Former contributors include:
- "Ex-Bitter," a former BigLaw partner.
- Gregory D. Luce, creator of the satirical website Big Legal Brain and former editor of Bitter Lawyer.
- "Law Firm 10," formerly a BigLaw associate in Chicago.
- "Matthew Richardson," a now-unemployed mergers and acquisitions BigLaw associate in New York.
- Michael Estrin, a former lawyer and full-time writer.
- Philadelphia Lawyer
- BL1Y

==Recognition==
Bitter Lawyer was ranked in the ABA Journal Blawg 100 in the "Lighter Fare" category, calling the blog "a category killer for legal humor websites."
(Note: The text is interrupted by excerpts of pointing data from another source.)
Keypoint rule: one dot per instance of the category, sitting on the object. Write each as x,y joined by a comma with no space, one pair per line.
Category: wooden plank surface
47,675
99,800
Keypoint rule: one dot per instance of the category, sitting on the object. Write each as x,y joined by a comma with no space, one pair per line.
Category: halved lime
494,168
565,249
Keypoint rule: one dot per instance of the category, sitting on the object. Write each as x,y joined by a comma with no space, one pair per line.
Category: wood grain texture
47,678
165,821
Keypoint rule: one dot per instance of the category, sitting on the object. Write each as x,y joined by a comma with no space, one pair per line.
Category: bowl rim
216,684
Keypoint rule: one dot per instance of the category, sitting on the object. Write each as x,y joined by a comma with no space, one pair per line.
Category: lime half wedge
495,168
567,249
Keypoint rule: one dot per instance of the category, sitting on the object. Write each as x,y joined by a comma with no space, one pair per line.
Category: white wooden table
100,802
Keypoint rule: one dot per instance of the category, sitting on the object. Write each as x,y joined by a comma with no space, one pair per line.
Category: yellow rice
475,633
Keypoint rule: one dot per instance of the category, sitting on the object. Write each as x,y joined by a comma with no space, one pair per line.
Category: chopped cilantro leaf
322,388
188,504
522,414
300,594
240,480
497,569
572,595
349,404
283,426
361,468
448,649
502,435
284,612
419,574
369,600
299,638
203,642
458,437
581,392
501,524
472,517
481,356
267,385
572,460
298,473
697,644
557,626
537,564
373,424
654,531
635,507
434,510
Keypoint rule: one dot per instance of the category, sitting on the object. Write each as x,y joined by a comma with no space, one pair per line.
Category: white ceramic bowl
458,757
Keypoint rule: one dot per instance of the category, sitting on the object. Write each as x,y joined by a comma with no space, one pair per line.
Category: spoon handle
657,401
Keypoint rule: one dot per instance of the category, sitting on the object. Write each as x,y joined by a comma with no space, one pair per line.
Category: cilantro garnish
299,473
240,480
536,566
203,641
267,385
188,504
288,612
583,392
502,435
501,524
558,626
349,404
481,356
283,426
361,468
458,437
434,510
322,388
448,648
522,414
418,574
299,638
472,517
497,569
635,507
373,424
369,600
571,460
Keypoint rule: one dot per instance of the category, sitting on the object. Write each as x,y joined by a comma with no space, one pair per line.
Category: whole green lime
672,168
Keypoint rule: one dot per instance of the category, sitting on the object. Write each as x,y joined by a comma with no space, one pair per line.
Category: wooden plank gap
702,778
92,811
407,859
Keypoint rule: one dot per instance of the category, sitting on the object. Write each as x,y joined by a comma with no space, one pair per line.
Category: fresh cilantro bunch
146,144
In 2010 Bitter Lawyer won a Webby for best legal website.

==Notable Interviews==
Bitter Lawyer regularly interviewed celebrities with a connection to the legal community, typically people were formerly lawyers but have since made a name for themselves in another profession. Past interviews have included:

- The New York Times Puzzle Editor Will Shortz,
- Eugene Volokh of "The Volokh Conspiracy,"
- humorist and author Tucker Max,
- author Elizabeth Wurtzel,
- Jeff Marx, composer for Avenue Q,
- cartoonist Stephan Pastis,
- author Jeffrey Toobin,
- Texas Tech football coach Mike Leach,
- Joe Escalante, owner of Kung Fu Records.

==Ownership==
In April 2011, Bitter Lawyer was acquired by the owners of Lawyerist.com.

In May 2014, Lawyerist sold Bitter Lawyer to Bitter Empire, LLC, a company owned by Lisa Needham and Joline Zepcevski.